The investigation thus far has focused on whether work the city paid for was actually done and whether it was performed by the individuals who were paid.
Baltimore's top lawyer said Wednesday that the state's attorney's office has partnered with the city inspector general to investigate allegations that the Mayor's Office of Information Technology paid contractual employees for work they didn't perform.
City Solicitor George A. Nilson, who supervises city Inspector General Robert H. Pearre Jr., confirmed that Baltimore prosecutors are now involved in the probe.
"They have been working together," Nilson said. "I do know that the investigation is not 100 percent complete. I do know there have been collaborative activities between the inspector general and state's attorney's office."

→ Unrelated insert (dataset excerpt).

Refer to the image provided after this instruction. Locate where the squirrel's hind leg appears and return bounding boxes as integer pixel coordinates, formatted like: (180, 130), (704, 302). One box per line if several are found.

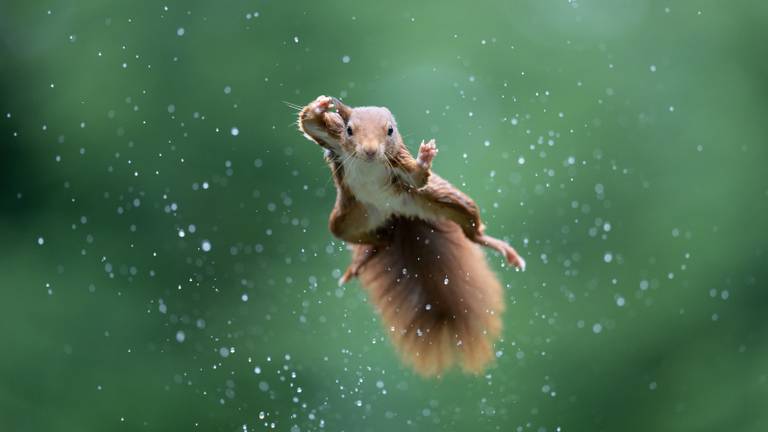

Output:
(420, 176), (525, 270)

Pearre and Mark Cheshire, a spokesman for Baltimore State's Attorney Gregg L. Bernstein, declined to comment on the investigation.
Mayor Stephanie Rawlings-Blake announced in March that the inspector general had begun an investigation into what she called "very serious allegations of fraud and abuse." Administration officials said at the time that the investigation was focused on whether work the city paid for was actually done and whether it was performed by the individuals who were paid.
The head of the office, Christopher Tonjes, resigned in June after being placed on administrative leave during the probe. He denied any wrongdoing and objected to what he called an unfair "cloud of scrutiny." In his resignation letter, Tonjes expressed frustration with the pace of the investigation, saying it is an "undisputed fact that I have not engaged in any wrongdoing."
Tonjes, who earned $150,000 a year, was replaced by his deputy, Jerome Mullen, who has been serving as acting chief.
Pearre pledged initially that the investigation would last weeks, not months. Tonjes said he was never interviewed by Pearre, despite offering multiple times to meet with him.
City officials have said three companies provided contractual workers during the 18-month period covered by the inspector general's investigation: Digicon, which has offices in Rockville and Virginia; Windbourne Consulting LLC, which has an office in Washington, among other cities; and Telecommunications Systems Inc., an international firm headquartered in Annapolis.
The city's previous inspector general investigated irregularities in the information technology office under its previous director, Rico J. Singleton, who resigned in February 2012. Singleton stepped down after the release of a New York state audit that found he had negotiated jobs for his girlfriend and himself while working for that state's information technology office.
The report by then-Inspector General David McClintock showed that the office had purchased nearly $675,000 in phone-related equipment under an existing contract with Digicon rather than seeking new proposals. The scathing report found potential conflicts of interest and missed opportunities for "significant cost savings."